Barr and Giuliani clash over allegations of election fraud
December 1, 2020Attorney General William Barr on Tuesday said that there was no evidence of large-scale fraud during this year’s election, prompting a stern rebuke from President Donald Trump’s legal team as the president continues in his efforts to negate the results.
Normally a dependable deputy to the president, Barr contradicted Trump’s persistent allegations of a stolen election in an interview to The Associated Press. Trump’s legal team, led by Rudy Giuliani, has insisted on investigations into what they say are troubling irregularities but are actually normal errors expected in any election. The president’s critics have called out the efforts as a thinly veiled power grab.
“To date, we have not seen fraud on a scale that could have affected a different outcome in the election,” Barr said, according to the AP.
Giuliani and Jenna Ellis, senior legal adviser to the campaign, hit back at Barr only minutes after the AP reported his remarks. The two claimed that the Justice Department had not sufficiently investigated allegations of election irregularities and had failed to interview witnesses who claimed to see illegal behavior.
Trump’s legal team has peddled eyebrow-raising conspiracy theories about the election, in spite of election officials in states across the country affirming the vote was fair. Attorney Sidney Powell, in particular, has made waves for falsely alleging instances of foreign interference and voting machines changing votes against voters’ will. Trump’s legal team distanced itself from Powell shortly after.

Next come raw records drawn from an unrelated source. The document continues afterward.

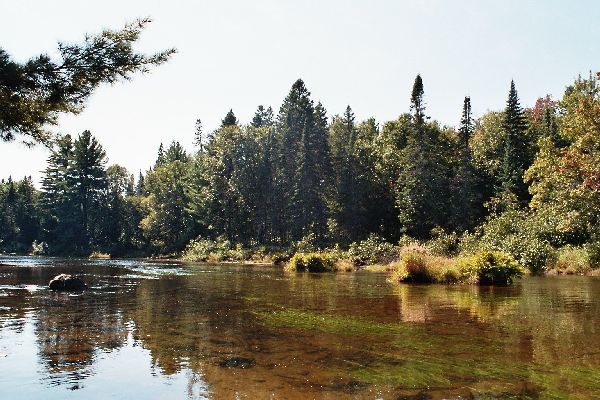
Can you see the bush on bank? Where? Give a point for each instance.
(482, 268)
(311, 262)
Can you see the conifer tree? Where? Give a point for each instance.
(514, 158)
(86, 178)
(262, 117)
(229, 119)
(160, 159)
(198, 136)
(422, 190)
(466, 196)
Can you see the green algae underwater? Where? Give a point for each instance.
(168, 330)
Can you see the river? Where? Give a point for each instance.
(166, 330)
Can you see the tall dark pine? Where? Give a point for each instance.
(514, 161)
(262, 117)
(198, 136)
(422, 185)
(86, 178)
(302, 171)
(160, 158)
(465, 183)
(60, 220)
(229, 119)
(417, 104)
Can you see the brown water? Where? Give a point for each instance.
(169, 331)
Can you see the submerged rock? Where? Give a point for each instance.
(237, 362)
(65, 282)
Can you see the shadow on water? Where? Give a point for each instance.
(150, 329)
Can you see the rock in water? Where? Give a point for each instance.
(66, 282)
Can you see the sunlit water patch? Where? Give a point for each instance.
(172, 330)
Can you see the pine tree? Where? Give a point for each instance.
(466, 190)
(262, 117)
(417, 104)
(139, 189)
(303, 165)
(160, 159)
(229, 119)
(86, 177)
(175, 152)
(514, 160)
(59, 222)
(198, 136)
(422, 188)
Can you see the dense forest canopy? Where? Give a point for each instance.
(522, 180)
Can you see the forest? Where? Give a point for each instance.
(524, 181)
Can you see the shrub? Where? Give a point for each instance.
(99, 255)
(373, 250)
(443, 244)
(417, 266)
(489, 268)
(517, 233)
(214, 250)
(311, 262)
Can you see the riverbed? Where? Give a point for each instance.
(169, 330)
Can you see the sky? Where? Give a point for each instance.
(239, 54)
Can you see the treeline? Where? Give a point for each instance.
(521, 180)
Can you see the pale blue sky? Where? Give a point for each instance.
(239, 54)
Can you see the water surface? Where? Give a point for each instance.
(158, 330)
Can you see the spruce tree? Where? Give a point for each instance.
(262, 117)
(229, 119)
(86, 178)
(198, 136)
(422, 187)
(160, 159)
(466, 190)
(514, 159)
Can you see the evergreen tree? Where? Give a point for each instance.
(59, 218)
(198, 136)
(175, 152)
(139, 189)
(160, 159)
(229, 119)
(263, 117)
(86, 177)
(515, 157)
(303, 165)
(422, 193)
(466, 190)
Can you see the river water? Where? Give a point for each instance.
(159, 330)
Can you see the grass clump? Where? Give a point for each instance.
(312, 262)
(482, 268)
(418, 266)
(489, 268)
(99, 255)
(373, 250)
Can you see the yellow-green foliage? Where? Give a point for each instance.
(417, 266)
(571, 260)
(483, 268)
(311, 262)
(99, 255)
(489, 268)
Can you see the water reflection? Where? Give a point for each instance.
(152, 330)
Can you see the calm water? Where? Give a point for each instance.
(168, 331)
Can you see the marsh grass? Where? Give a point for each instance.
(312, 262)
(482, 268)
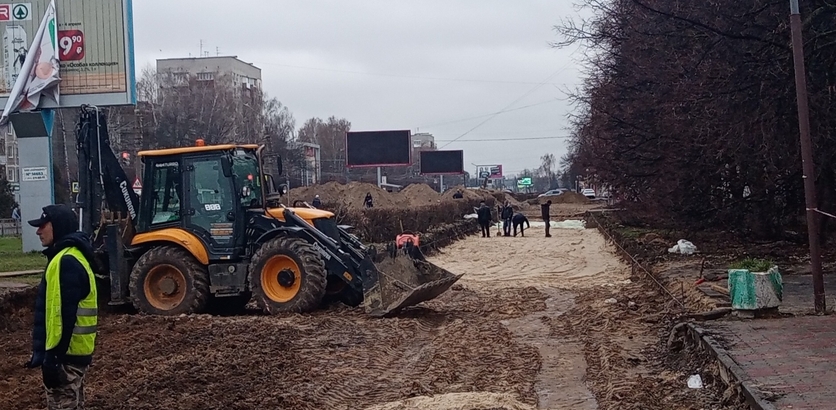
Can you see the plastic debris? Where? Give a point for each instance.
(695, 381)
(684, 247)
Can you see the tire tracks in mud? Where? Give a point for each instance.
(560, 380)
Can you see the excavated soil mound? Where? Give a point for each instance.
(458, 401)
(564, 198)
(467, 194)
(16, 307)
(418, 195)
(351, 195)
(335, 359)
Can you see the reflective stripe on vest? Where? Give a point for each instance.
(83, 339)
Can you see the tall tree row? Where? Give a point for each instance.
(689, 109)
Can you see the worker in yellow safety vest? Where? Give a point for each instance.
(66, 312)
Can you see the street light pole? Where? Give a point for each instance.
(808, 169)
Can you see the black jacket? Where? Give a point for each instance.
(507, 212)
(75, 286)
(483, 214)
(544, 211)
(519, 219)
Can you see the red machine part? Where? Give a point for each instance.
(403, 238)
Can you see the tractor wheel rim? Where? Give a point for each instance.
(165, 287)
(273, 289)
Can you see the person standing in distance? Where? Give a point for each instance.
(506, 213)
(544, 212)
(66, 309)
(483, 216)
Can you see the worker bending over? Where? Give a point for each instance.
(518, 220)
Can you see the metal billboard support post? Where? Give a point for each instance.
(34, 131)
(807, 157)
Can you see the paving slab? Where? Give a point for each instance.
(790, 362)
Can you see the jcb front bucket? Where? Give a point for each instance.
(399, 280)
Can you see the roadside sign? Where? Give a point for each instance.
(34, 174)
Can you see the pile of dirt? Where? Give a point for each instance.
(16, 307)
(467, 194)
(351, 195)
(564, 198)
(196, 361)
(418, 195)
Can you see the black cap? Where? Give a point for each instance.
(63, 219)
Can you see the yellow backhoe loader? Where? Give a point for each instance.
(209, 232)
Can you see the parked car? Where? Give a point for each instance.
(552, 192)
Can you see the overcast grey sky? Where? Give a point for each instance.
(437, 66)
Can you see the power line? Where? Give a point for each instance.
(487, 115)
(513, 102)
(506, 139)
(411, 77)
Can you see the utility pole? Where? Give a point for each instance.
(808, 169)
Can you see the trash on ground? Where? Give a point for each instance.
(695, 381)
(684, 247)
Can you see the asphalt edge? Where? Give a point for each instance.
(730, 372)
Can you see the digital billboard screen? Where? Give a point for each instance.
(378, 148)
(442, 162)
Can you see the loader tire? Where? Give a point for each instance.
(167, 280)
(287, 275)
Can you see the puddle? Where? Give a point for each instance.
(560, 381)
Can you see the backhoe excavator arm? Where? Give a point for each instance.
(104, 189)
(103, 184)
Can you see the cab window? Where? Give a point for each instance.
(166, 193)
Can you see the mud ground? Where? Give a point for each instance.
(550, 323)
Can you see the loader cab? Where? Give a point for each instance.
(204, 191)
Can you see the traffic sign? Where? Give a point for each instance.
(20, 11)
(137, 186)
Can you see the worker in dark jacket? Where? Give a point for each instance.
(544, 213)
(483, 216)
(506, 214)
(518, 221)
(66, 309)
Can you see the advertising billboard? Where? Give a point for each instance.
(489, 171)
(442, 162)
(378, 148)
(95, 49)
(312, 172)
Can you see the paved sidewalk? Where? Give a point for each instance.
(790, 362)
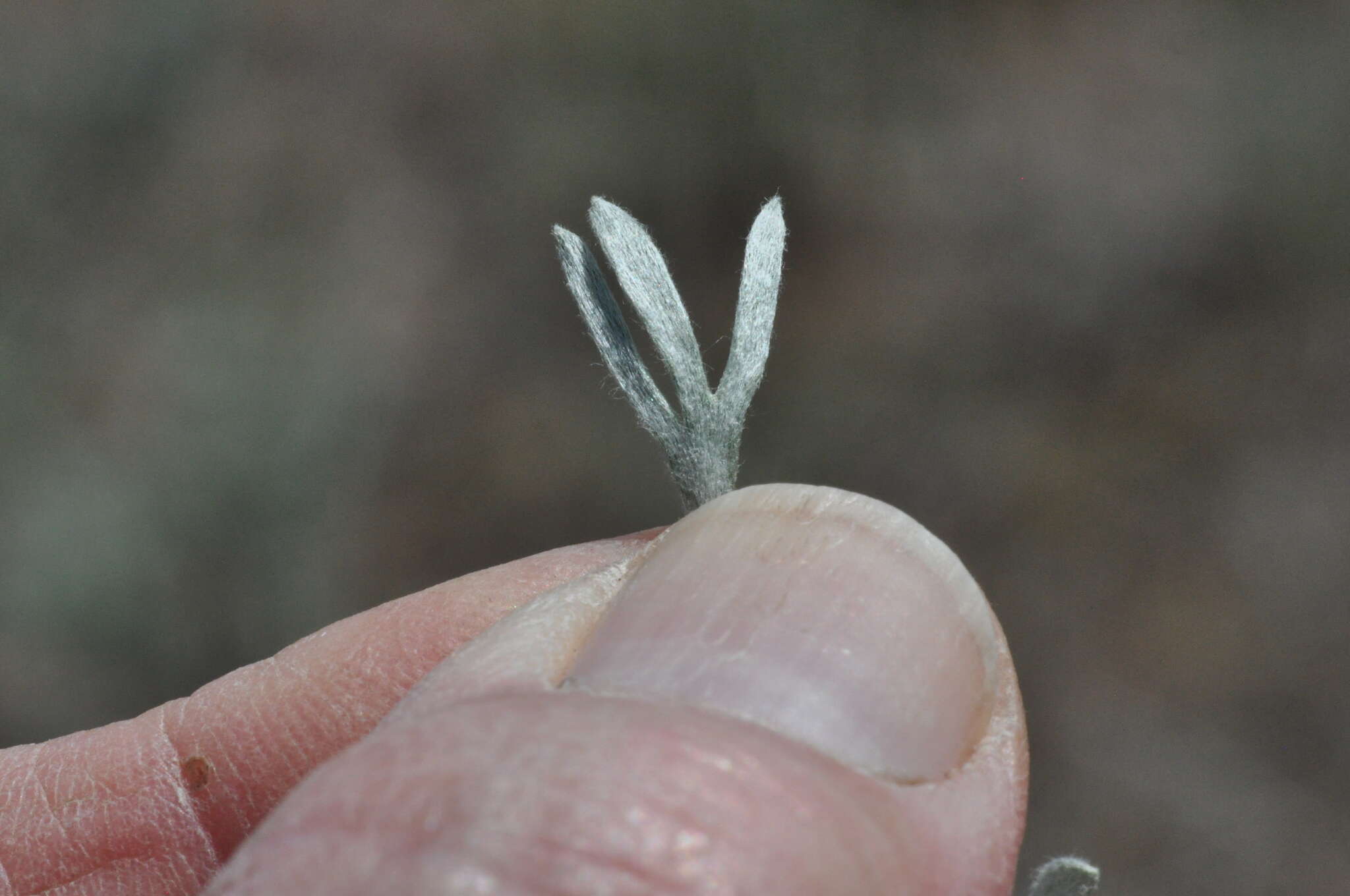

“With the greatest respect to the Attorney General, his opinion appears to be without any knowledge or investigation of the substantial irregularities and evidence of systemic fraud,” Giuliani and Ellis said in a statement.
But their statement is at odds with Barr’s remarks to the AP, in which he attests that most claims were of one-off instances and have been followed up on. A Justice Department spokesperson also said Tuesday that the department would continue to review and investigate any allegations of malfeasance, and reemphasized that Barr never ruled out the possibility of election fraud.
“There’s a growing tendency to use the criminal justice system as sort of a default fix-all, and people don’t like something, they want the Department of Justice to come in and ‘investigate,’” Barr said.
The attorney general’s breaking from Trump’s claims stands in stark contrast to his previous, careful support of many of the president’s allegations. In the lead-up to the election, Barr supported the president’s claims that mail-in ballots were vulnerable to mass fraud — an unsubstantiated notion that could have had a serious impact as an unprecedented number of Americans voted by mail amid the coronavirus pandemic.
Trump has lashed out at members of his own party for failing to support his legal challenges. Republican Govs. Doug Ducey of Arizona and Brian Kemp of Georgia, in particular, have been targets after they certified their states’ votes for Joe Biden. Trump fired Chris Krebs as the head of U.S. cybersecurity shortly after he said this year’s election was among the safest in history.
Just after the AP reported his remarks, Barr was spotted by reporters at the White House. A White House official told POLITICO that Barr met with White House Chief of Staff Mark Meadows and White House counsel Pat Cipollone for a prescheduled meeting.
Barr has been among Trump‘s most loyal allies, playing a critical role during the federal investigations into the Russian interference in the 2016 election. During his AP interview, he revealed that he had granted special counsel authority to the U.S. attorney investigating the origins and conduct of federal probes into the 2016 election.
The move largely shields John Durham, the attorney, from getting fired, particularly as a Democratic administration takes over in January.
Durham‘s probe has faint legitimacy in the eyes of Democrats, who largely view it as retaliation for the investigations into the 2016 election that defined the first half of the Trump presidency.
Nancy Cook and Josh Gerstein contributed to this report.